||"dawnbreak in the west"|
Sunday, September 13, 2015
The core of al-Islam
I owe this to Khan's reference here; pointing to an attempt to argue that the Qur'an is the heart of Islam. He didn't agree, or even appreciate the comment; but found it just interesting enough, as a summary for a point of view, that he left the comment up there.
Khan digressed from that interchange why he doesn't (usually) host such arguments in his comments. Ultimately Khan values his time. I don't value my time as much (clearly). So I can argue these points where Khan won't.
All that said - yeah, Khan is right.
For daily-life we kuffar will have to defer to Khan on that position, since he is from a Muslim tribe and we are not. I do observe that most of the Qur'an is inherently superfluous to life in any religion. Nobody cares about the exact wording of this or that hymn; one hymn looks like any other. Stories praising King Solomon contrast with stories attacking Pharaoh, so canceling one another. Laws accepting the judicious use of alcohol contradict laws banning it. Impassioned sermons like sura 39 come and go, perhaps with a subtext that was more than just "worship God alone"; but no-one remembers what they ever meant, so they rarely get cited. Within Islam sura 24 may as well be apocryphal for all its effect on adultery sunna. I could go on.

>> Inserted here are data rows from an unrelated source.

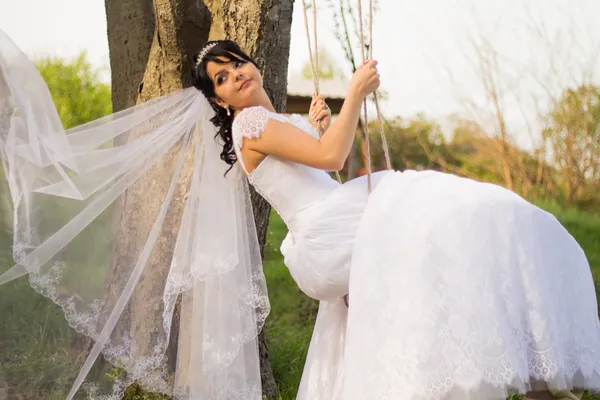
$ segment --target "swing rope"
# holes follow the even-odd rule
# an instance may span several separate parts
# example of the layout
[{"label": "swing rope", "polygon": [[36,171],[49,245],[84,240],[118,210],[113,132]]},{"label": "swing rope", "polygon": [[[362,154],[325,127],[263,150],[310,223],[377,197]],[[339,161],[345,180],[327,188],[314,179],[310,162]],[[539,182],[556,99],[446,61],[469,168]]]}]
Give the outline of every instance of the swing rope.
[{"label": "swing rope", "polygon": [[[308,54],[310,58],[310,65],[313,73],[313,84],[315,87],[315,93],[319,94],[319,45],[318,45],[318,34],[317,34],[317,0],[313,0],[313,42],[314,42],[314,54],[313,54],[313,46],[311,44],[310,38],[310,28],[308,24],[308,6],[306,4],[306,0],[302,0],[302,5],[304,9],[304,27],[306,29],[306,39],[308,42]],[[365,55],[365,34],[363,27],[363,15],[362,15],[362,1],[358,0],[358,16],[359,16],[359,29],[360,29],[360,50],[363,64],[366,62],[367,58]],[[373,0],[369,0],[369,59],[372,58],[373,55]],[[379,108],[379,100],[377,97],[377,92],[373,93],[373,100],[375,103],[375,109],[377,111],[377,121],[379,123],[379,134],[381,135],[381,146],[383,148],[383,153],[385,156],[386,168],[388,170],[392,169],[392,163],[390,160],[389,146],[387,143],[387,139],[385,137],[385,132],[383,129],[383,118],[381,116],[381,109]],[[372,166],[371,166],[371,144],[369,140],[369,130],[367,129],[367,99],[365,99],[363,103],[363,123],[362,123],[362,133],[363,140],[365,140],[365,151],[366,151],[366,169],[367,169],[367,185],[369,193],[371,192],[371,174],[372,174]],[[323,135],[323,129],[321,126],[321,121],[319,121],[319,135]],[[339,182],[341,182],[339,172],[336,172],[336,177]]]},{"label": "swing rope", "polygon": [[[310,40],[310,28],[308,26],[308,6],[306,5],[306,0],[302,0],[302,6],[304,9],[304,27],[306,28],[306,40],[308,42],[308,57],[310,58],[310,66],[312,68],[312,76],[313,76],[313,84],[315,86],[315,92],[319,93],[319,76],[317,75],[317,66],[315,64],[315,59],[313,57],[313,49],[312,49],[312,44],[311,44],[311,40]],[[316,6],[314,4],[314,0],[313,0],[313,21],[316,21]],[[315,35],[315,52],[318,50],[318,45],[317,45],[317,25],[315,23],[315,30],[314,30],[314,35]],[[317,60],[318,62],[318,60]]]},{"label": "swing rope", "polygon": [[[373,58],[373,0],[369,0],[369,56]],[[373,92],[373,102],[375,103],[375,110],[377,111],[377,122],[379,124],[379,135],[381,136],[381,147],[385,156],[385,167],[388,170],[392,170],[392,161],[390,159],[390,148],[385,137],[383,130],[383,116],[381,115],[381,109],[379,108],[379,98],[377,97],[377,91]]]},{"label": "swing rope", "polygon": [[[362,1],[358,0],[358,26],[360,29],[360,55],[362,58],[362,63],[364,64],[367,61],[365,56],[365,33],[363,29],[363,15],[362,15]],[[372,38],[371,38],[372,39]],[[367,167],[367,187],[369,193],[371,193],[371,141],[369,140],[369,129],[367,127],[367,99],[365,98],[363,102],[363,123],[362,123],[362,131],[363,131],[363,140],[365,141],[365,164]]]},{"label": "swing rope", "polygon": [[[304,8],[304,27],[306,28],[306,39],[308,41],[308,55],[310,58],[310,66],[312,68],[312,75],[313,75],[313,84],[315,87],[315,93],[317,95],[319,95],[319,76],[321,73],[321,68],[319,65],[319,41],[317,40],[318,36],[317,36],[317,6],[316,6],[316,1],[317,0],[313,0],[313,25],[314,25],[314,46],[315,46],[315,55],[313,57],[313,50],[312,50],[312,46],[310,43],[310,29],[308,27],[308,13],[307,13],[307,5],[306,5],[306,0],[302,0],[302,5]],[[325,133],[325,130],[323,129],[323,124],[322,121],[318,122],[318,131],[319,131],[319,137],[323,136],[323,134]],[[342,183],[342,178],[340,177],[340,172],[339,171],[335,171],[335,178],[339,183]]]},{"label": "swing rope", "polygon": [[[367,61],[365,56],[365,33],[363,28],[363,14],[362,14],[362,1],[358,0],[358,20],[360,29],[360,54],[362,57],[363,64]],[[373,59],[373,0],[369,0],[369,59]],[[381,109],[379,108],[379,99],[377,98],[377,92],[373,92],[373,101],[375,103],[375,109],[377,111],[377,122],[379,124],[379,134],[381,136],[381,147],[383,148],[383,154],[385,156],[385,164],[388,170],[392,169],[392,162],[390,160],[389,146],[385,137],[383,129],[383,118],[381,116]],[[365,147],[367,153],[367,182],[369,187],[369,193],[371,192],[371,143],[369,138],[369,130],[367,129],[367,100],[363,104],[363,116],[365,123],[363,124],[363,137],[365,140]]]}]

I can better speak to the Qur'an's role in history: after the Muslims finalised what was in the Qur'an and what wasn't (whenever that was), the book became a political MacGuffin. For instance when the 'Abbasids were disputing with the 'Alids, both sides claimed to be "calling to the Book of God and to His Prophet's Sunna"; and the subsequent "discussion" was carried out bi'l-Sayfi. This happened over and over again. If you think one side had the best interpretation and the other didn't, if you ever think that, then you have yourself become suckered into their propaganda. One'd think that people would at least read their Patricia Crone and Martin Hinds.
In the earlier era, at least up to the late 100s / 720s IMO, I do perceive fights in which two sets of Muslim held two different versions of the Book. They're easy enough to spot: history-texts almost always elide this with mentions of "the qurra'", rather than of the Qur'ans. (The one possible exception to this now-orthodox censorship is when they discuss the Haruriya - movements so utterly marginal that whatever they brought forth or excluded could not threaten that orthodoxy.) "The qurra'" tend to be most associated with the upheavals of the middle 30s / 650s; another outburst of "qurra'" activity occurred during the fitna of 'Abd al-Rahman circa 80 / 700. But in this case - if I'm right - the disputes came first, rendering the qur'ans-plural even more incidental. If I'm wrong then each section of qurra' simply joined whatever movement they liked best and tortured the interpretations to fit... so we're back to the prior paragraph.
The Qur'an may as well be a golden calf inscribed with a few mottos on its plinth. And that inscription wouldn't be much longer than "we fight, we fuck, we kill but at least we don't drink beer; yay God".